Zero. Nothing. Nilch.
The symbolism of today’s payrolls report — ZERO — would be bad enough even if it wasn’t coming out in advance of the Labor Day weekend. There’s a pattern here: no matter how bad Wall Street thinks the employment report is going to be, it always seems to be worse, these days. It’s like GE’s earnings circa Jack Welch, but in reverse.
It’s increasingly looking as though the government is utterly incapable of creating jobs, but is actually pretty effective at destroying them. It’s doing so in a direct, literal way — there were 17,000 fewer government employees in August than there were the previous month, and local government has lost more than half a million jobs since September 2008. And it’s also doing so in an indirect way — there can’t be much doubt that a significant part of the jobs weakness is a function of the anger and uncertainty caused by the utter dysfunction of the legislative branch of government.

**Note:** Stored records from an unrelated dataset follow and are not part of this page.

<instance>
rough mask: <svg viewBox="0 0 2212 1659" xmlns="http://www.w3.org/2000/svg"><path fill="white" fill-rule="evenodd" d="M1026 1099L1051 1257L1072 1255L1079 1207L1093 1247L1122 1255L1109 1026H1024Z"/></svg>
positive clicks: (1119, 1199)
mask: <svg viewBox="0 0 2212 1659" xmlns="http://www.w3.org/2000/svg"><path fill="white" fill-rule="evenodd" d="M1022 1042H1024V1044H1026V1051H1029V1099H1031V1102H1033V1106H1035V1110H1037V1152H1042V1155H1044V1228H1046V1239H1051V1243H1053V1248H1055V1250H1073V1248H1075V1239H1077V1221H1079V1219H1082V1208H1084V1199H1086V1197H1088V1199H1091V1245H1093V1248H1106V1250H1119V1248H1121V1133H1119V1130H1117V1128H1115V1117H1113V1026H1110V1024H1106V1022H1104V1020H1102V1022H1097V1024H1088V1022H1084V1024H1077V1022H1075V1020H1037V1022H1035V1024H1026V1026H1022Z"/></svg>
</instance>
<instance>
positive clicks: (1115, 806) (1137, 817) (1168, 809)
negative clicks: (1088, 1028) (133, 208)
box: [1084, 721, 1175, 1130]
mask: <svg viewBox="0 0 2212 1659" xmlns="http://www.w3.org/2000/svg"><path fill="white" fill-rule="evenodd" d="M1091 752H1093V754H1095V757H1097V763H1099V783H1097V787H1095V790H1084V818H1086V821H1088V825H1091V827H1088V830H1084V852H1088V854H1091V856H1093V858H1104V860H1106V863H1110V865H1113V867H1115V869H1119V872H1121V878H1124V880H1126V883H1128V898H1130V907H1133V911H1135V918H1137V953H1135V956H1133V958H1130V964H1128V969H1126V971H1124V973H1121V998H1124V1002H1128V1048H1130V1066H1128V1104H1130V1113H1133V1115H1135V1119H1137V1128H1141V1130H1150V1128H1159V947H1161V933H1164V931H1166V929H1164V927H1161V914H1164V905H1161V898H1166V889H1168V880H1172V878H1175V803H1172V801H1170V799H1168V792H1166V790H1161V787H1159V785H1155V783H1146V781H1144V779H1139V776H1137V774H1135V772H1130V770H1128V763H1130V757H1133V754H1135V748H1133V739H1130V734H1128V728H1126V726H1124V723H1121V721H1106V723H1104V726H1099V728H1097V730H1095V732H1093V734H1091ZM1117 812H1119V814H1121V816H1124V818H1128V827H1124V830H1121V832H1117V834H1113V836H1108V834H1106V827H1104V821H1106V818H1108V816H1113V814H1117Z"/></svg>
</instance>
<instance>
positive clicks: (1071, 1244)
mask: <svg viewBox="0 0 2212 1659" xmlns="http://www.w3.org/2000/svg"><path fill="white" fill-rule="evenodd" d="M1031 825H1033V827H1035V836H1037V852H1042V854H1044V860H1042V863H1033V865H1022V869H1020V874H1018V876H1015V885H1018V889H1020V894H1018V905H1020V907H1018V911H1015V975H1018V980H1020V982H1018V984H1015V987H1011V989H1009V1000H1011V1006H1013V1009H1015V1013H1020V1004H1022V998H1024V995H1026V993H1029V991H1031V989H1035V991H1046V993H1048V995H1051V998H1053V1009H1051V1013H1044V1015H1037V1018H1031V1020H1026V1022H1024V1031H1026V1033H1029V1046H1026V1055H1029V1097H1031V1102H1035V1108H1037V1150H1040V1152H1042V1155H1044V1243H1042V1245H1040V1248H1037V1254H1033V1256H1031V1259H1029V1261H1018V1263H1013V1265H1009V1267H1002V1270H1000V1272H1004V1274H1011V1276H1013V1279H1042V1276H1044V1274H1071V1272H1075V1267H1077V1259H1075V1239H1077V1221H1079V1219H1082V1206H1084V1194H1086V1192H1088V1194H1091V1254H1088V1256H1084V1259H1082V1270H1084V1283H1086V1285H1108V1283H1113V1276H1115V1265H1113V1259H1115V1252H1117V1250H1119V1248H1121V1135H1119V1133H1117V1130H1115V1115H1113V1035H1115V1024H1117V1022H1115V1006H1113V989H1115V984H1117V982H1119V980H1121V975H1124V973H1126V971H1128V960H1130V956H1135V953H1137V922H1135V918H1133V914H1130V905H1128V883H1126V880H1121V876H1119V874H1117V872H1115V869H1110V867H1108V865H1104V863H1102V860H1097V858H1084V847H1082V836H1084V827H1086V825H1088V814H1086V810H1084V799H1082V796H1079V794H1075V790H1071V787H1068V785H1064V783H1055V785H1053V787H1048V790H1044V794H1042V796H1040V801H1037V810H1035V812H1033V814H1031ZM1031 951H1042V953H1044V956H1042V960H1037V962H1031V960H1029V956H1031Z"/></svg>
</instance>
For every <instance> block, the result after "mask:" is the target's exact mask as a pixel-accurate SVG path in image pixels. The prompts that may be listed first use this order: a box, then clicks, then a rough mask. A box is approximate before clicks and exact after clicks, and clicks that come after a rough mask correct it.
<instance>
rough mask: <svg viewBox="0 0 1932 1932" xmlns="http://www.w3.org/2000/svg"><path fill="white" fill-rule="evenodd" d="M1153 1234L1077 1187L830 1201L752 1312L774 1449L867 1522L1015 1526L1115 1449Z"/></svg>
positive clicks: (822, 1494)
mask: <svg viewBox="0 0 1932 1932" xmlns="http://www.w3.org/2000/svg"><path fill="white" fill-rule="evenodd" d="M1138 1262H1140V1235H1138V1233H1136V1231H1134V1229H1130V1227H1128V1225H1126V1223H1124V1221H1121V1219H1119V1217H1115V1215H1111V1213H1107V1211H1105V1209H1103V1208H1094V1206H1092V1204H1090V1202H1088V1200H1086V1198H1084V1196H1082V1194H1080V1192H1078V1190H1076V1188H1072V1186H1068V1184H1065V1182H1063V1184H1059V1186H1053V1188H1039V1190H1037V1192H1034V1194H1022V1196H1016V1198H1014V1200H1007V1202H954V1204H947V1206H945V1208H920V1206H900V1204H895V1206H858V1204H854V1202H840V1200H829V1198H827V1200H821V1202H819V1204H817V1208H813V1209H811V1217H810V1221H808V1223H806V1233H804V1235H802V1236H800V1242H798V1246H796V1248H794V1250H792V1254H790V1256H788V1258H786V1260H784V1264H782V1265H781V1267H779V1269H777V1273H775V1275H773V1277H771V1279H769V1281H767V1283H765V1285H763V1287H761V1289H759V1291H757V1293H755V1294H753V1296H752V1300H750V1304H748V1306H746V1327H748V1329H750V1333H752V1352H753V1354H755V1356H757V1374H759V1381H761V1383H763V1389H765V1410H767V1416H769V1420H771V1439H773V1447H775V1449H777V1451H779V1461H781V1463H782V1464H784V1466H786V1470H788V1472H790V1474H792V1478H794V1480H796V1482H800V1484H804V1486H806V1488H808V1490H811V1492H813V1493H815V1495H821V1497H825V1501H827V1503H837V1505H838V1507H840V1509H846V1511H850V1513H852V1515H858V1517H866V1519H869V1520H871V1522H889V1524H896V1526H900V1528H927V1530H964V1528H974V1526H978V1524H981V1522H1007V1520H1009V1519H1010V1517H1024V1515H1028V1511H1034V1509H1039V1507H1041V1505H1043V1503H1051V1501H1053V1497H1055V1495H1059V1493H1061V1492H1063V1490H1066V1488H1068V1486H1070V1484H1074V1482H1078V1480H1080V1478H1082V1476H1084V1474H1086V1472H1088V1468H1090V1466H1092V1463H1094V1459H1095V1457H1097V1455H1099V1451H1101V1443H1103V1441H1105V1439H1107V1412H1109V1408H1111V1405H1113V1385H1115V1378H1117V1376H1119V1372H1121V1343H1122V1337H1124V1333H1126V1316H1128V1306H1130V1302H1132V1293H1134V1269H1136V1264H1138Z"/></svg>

Hiring and firing decisions, of course, happen slowly — and they often happen after the summer. The jobs situation, which is always cyclical, now seems to be in a downturn rather than an upturn, which raises the prospect of a negative payrolls figure in September and further gruesome news over most of the 2012 election year. President Obama can speechify all he wants on Thursday, but I can’t imagine that he’s going to be able to get anything substantive through the House — not when Eric Cantor is demanding that even emergency hurricane relief be paid for with spending cuts.
You can call this a double dip, if you like, or you can view it as a kind of aftershock of the financial crisis. Either way, the economy is clearly now below its stall speed, and we don’t have access to the mechanisms necessary to get it moving again. That is going to make for poisonous politics, Washington gridlock, and untold human misery among millions of new and long-term unemployed across the land. Happy Labor Day, people.